Tracy K. Lorenz ...


New Year’s Eve

About a decade ago, I wrote a column stating that I had never been to a good New Year’s Eve party and I wrote that if anyone was having a “good” New Year’s Eve party they could invite me to it and I would write about it. I got four invitations and all four were, to put it mildly, lame.

In each case I showed up and there were five or six people sitting in chairs staring at each other, in each case there was way more food and alcohol than was necessary to take care of the mopes sitting in said chairs.  The host would always say, “Just wait, there’s a bunch more people coming over...” so I’d hang around a bit waiting for the people who probably showed up two minutes after I left.  I’d go to the next house and it was wash, rinse, repeat. Lots of potential, little reward.

I’m not blaming the hosts, I’m sure they had great parties in the past, and maybe they told people I was coming which kept the crowds away.  I appreciated their efforts and the invites but in the end my “I’ve never been to a good New Year’s Eve party” streak remained intact.

I can only remember two New Year’s Eves of note  One was in 1999 when the world was going to end at midnight when all of the world’s computers would shut down because they weren’t set up to handle a year that started with a “2.” It was the “climate change” of its time. It was a balmy night so I walked down to the beach to watch all the city lights go off in unison, which they never did, so I walked home.

But probably my most memorable NYE was back when I was in college.

It was during Christmas break so there were very few students there, mostly out-of-staters and foreigners. I stuck around because I had to work or something and I was joined by my friends Paul “Scrap” Carlsen and Dan “The Rocket” LePard. Scrap was tall, skinny, and looked like a Beach Boy, Dan was six foot tall and weighed about 350 pounds. That has nothing to do with the story, I’m just trying to set the scene.

My apartment was on Grand River Avenue in East Lansing and sort of backed up to a bunch of bars. It was a blizzard out but the bars were close and we didn’t want to haul around our snorkel parkas so we just made a run for it in our regular bar clothes.

The first bar we made it to was “Dooley’s” and it was a hot spot except for that night. Not only was the place empty save for a few foreign guys with perfectly parted hair, there was a $20 cover charge which was more than the three of us had, combined.

So we bailed on Dooley’s and sprinted over to the incredibly misnamed “Players Club”. Same deal, cover charge, dudes.

We continued going east, hitting every bar in order and never making it past the bouncer collecting the cover charge that we didn’t have. When it finally dawned on us that “bars” weren’t in the mix, we realized that we were now a mile from home, in a blizzard, jacket-less, and heading home into the wind.
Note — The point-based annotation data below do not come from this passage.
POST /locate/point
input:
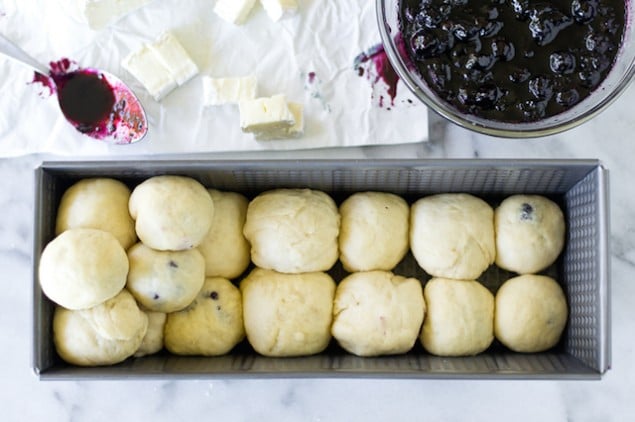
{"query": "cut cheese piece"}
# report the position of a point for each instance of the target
(219, 91)
(234, 11)
(266, 118)
(101, 13)
(173, 57)
(147, 68)
(279, 9)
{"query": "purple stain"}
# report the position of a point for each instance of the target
(375, 65)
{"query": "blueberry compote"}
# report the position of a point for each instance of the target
(513, 60)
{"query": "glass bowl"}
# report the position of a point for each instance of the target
(615, 82)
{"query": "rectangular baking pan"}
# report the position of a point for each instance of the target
(579, 186)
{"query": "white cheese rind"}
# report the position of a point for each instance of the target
(101, 13)
(146, 67)
(234, 11)
(279, 9)
(220, 91)
(173, 56)
(267, 117)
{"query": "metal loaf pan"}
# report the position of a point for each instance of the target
(579, 186)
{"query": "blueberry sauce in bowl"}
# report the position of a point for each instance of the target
(512, 68)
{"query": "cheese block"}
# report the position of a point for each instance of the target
(101, 13)
(173, 57)
(279, 9)
(234, 11)
(147, 68)
(219, 91)
(267, 117)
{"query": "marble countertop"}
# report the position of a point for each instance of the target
(608, 138)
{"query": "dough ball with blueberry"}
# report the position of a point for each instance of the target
(459, 318)
(287, 314)
(211, 325)
(105, 334)
(452, 235)
(530, 233)
(97, 203)
(225, 249)
(293, 230)
(531, 313)
(374, 231)
(377, 313)
(171, 212)
(165, 281)
(82, 268)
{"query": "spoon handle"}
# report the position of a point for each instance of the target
(12, 51)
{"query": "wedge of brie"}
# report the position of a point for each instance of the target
(220, 91)
(234, 11)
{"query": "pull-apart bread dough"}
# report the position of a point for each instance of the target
(530, 233)
(377, 313)
(287, 314)
(452, 235)
(82, 268)
(97, 203)
(102, 335)
(374, 231)
(171, 212)
(293, 230)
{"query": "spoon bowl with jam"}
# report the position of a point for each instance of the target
(95, 102)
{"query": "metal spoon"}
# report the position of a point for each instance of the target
(96, 103)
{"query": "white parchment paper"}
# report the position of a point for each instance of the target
(310, 58)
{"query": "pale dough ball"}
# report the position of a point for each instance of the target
(102, 335)
(99, 203)
(82, 268)
(377, 313)
(459, 319)
(225, 249)
(530, 233)
(165, 281)
(293, 230)
(531, 313)
(212, 325)
(153, 340)
(287, 314)
(374, 231)
(452, 235)
(171, 212)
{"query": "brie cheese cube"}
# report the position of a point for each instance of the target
(174, 58)
(234, 11)
(278, 9)
(219, 91)
(267, 118)
(101, 13)
(147, 68)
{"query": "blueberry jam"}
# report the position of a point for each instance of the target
(512, 60)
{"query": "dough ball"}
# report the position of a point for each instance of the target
(171, 212)
(530, 232)
(374, 231)
(293, 230)
(98, 203)
(212, 325)
(82, 268)
(459, 319)
(452, 235)
(165, 281)
(287, 314)
(531, 313)
(377, 313)
(225, 249)
(153, 340)
(102, 335)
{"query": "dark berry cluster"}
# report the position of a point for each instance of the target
(513, 60)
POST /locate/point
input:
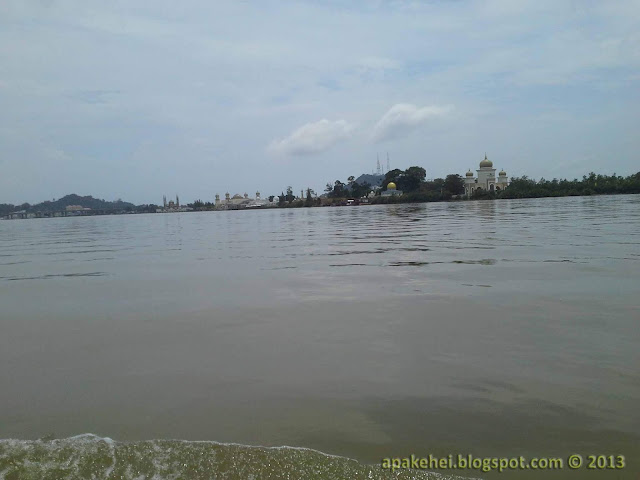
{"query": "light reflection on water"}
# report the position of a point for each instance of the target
(364, 331)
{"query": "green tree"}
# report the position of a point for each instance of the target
(289, 197)
(412, 178)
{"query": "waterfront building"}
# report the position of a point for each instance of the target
(391, 191)
(171, 206)
(238, 202)
(486, 179)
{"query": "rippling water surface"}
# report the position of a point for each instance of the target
(497, 328)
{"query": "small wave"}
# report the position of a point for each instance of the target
(45, 277)
(89, 456)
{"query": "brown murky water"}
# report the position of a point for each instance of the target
(499, 328)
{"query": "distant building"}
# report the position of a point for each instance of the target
(391, 191)
(171, 206)
(375, 180)
(486, 179)
(76, 208)
(238, 202)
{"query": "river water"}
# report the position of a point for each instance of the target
(496, 328)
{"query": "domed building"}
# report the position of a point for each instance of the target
(242, 201)
(391, 190)
(486, 179)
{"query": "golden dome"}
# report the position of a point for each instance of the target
(486, 162)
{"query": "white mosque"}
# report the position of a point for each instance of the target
(238, 201)
(486, 179)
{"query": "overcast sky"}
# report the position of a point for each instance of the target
(138, 99)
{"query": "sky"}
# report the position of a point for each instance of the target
(138, 99)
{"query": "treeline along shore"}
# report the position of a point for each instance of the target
(416, 188)
(412, 182)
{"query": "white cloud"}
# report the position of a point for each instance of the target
(313, 138)
(404, 117)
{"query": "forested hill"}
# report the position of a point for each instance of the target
(73, 199)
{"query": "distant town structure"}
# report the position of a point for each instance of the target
(376, 177)
(171, 206)
(391, 191)
(238, 202)
(486, 179)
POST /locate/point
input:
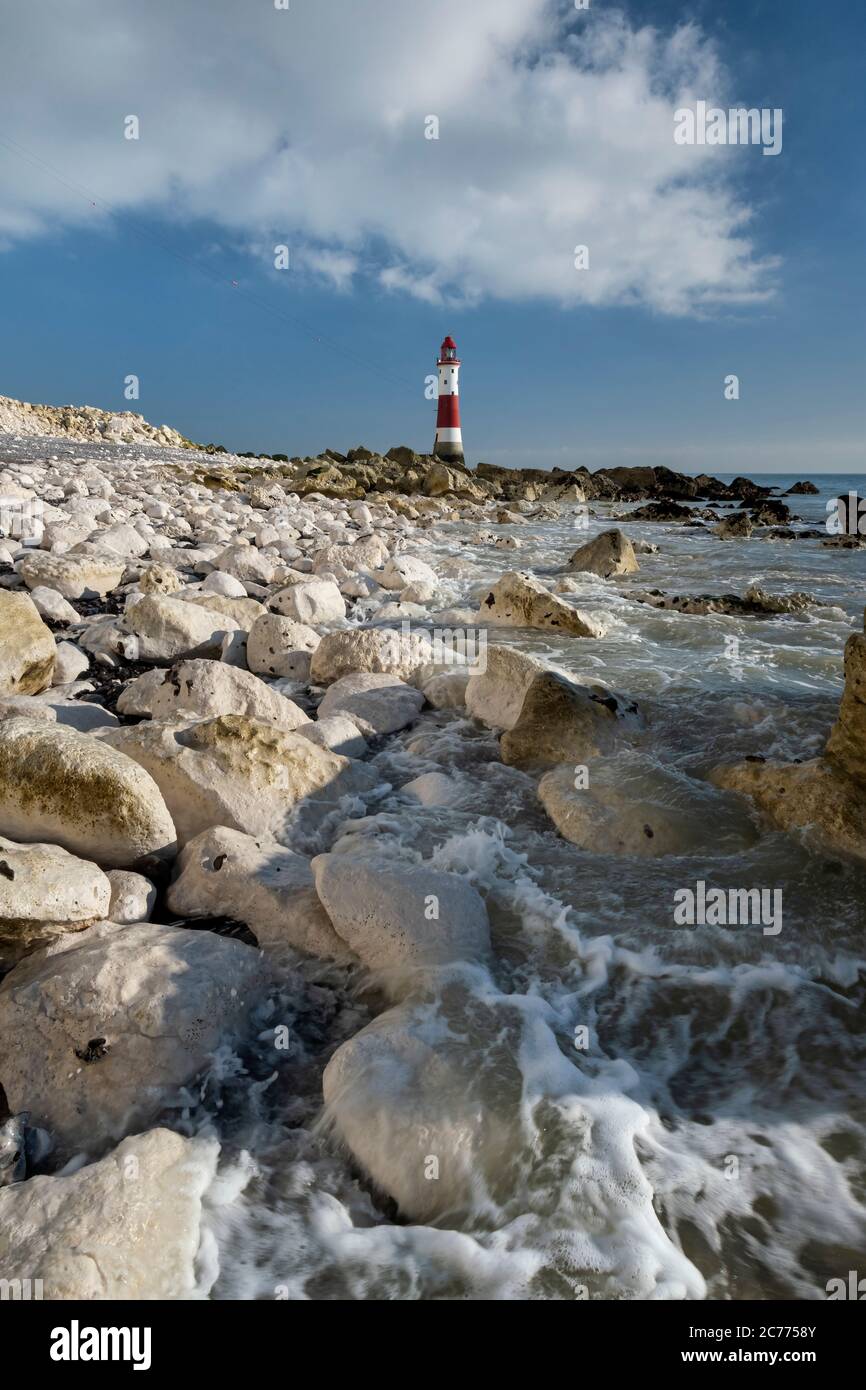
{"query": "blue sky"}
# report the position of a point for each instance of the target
(306, 128)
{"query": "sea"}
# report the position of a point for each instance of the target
(676, 1112)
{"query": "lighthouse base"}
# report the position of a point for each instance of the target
(449, 452)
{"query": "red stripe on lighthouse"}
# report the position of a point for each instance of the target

We ducked into Campus Corners and bought a twelve pack of Falstaff to bring back to the apartment because if you’re freezing to death it’s best to be carrying something that doesn’t allow you to put your hands in your pockets.

About halfway home, and three quarters of the way to hypothermia, we spotted a school bus in a church parking lot.  We pushed on the door and it opened and we went in to get out of the wind.  Once inside and out of the wind it wasn’t that cold so we just sat in there and polished off the 12 pack, three losers, four beers each.

Oddly enough, THAT was probably the best New Year’s Eve I ever had. Sitting in a bus in a blizzard drinking cheap beer with my friends, which, I gotta say, was a ... first.